Speaker
Description
The Circular Electron Positron Collider (CEPC) is designed to operate at center-of-mass energies of 240 GeV as a Higgs factory, as well as at the Z-pole and the WW production threshold for electroweak precision measurements and study of flavor physics. A good identification of charged kaons is essential for the flavor physics and benefits the determination of jet flavor and jet charge. To achieve these physics goals, a design of tracking system combining a silicon tracker and a drift chamber is proposed. The silicon tracker provides excellent spatial resolution and granularity to cope with track separation in dense jets. The drift chamber could provide excellent particle identification (PID) performance with cluster counting technique. The cluster counting, which measures the number of primary ionizations (dN/dx) instead of the energy loss (dE/dx) along the particle trajectory in a gaseous detector, represents the most promising breakthrough in PID. The Poissonian nature of the dN/dx offers a more statistically significant way of ionization measurement, which makes the dN/dx potentially has a resolution two times better than the dE/dx.

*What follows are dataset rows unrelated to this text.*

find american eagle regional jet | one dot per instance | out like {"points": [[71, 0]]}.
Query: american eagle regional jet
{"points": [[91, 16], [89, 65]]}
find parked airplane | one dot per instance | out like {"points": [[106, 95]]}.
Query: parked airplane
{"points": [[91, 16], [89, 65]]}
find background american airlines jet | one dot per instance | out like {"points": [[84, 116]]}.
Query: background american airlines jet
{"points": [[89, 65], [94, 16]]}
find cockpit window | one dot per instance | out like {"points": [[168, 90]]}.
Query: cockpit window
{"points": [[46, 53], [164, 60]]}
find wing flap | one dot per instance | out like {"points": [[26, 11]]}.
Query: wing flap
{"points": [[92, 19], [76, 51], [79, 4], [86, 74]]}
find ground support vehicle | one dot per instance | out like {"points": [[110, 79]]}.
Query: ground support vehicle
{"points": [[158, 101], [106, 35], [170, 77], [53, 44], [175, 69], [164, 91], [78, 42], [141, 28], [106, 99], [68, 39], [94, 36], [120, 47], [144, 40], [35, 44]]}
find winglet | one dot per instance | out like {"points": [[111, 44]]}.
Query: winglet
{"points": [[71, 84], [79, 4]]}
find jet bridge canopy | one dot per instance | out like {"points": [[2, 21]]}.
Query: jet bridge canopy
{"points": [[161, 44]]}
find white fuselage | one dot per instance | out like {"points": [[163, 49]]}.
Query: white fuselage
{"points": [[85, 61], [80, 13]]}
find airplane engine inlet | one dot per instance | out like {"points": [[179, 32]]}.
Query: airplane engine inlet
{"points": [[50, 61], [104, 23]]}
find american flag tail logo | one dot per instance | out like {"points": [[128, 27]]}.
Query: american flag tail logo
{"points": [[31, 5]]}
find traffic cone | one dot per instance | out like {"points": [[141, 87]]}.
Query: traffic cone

In this presentation, detailed PID study of the CEPC drift chamber will be discussed. The sophisticated full-simulation model, which includes the detector and electronics responses as well as the reconstruction algorithm, is used to optimize the drift chamber design and to provide the PID performance. A preliminary CEPC drift chamber design is proposed. The PID performance in terms of the kaon and pion separation power with one meter track for 20 GeV/c momentum can reach 2σ level, which satisfies the preliminary physics requirements of CEPC. Furthermore, we will focus on some major updates since the previews talks, including the updated PID performance with the machine learning reconstruction algorithm, the domain adaptation algorithm for test beam data and PID performance of physics channels with Delphes.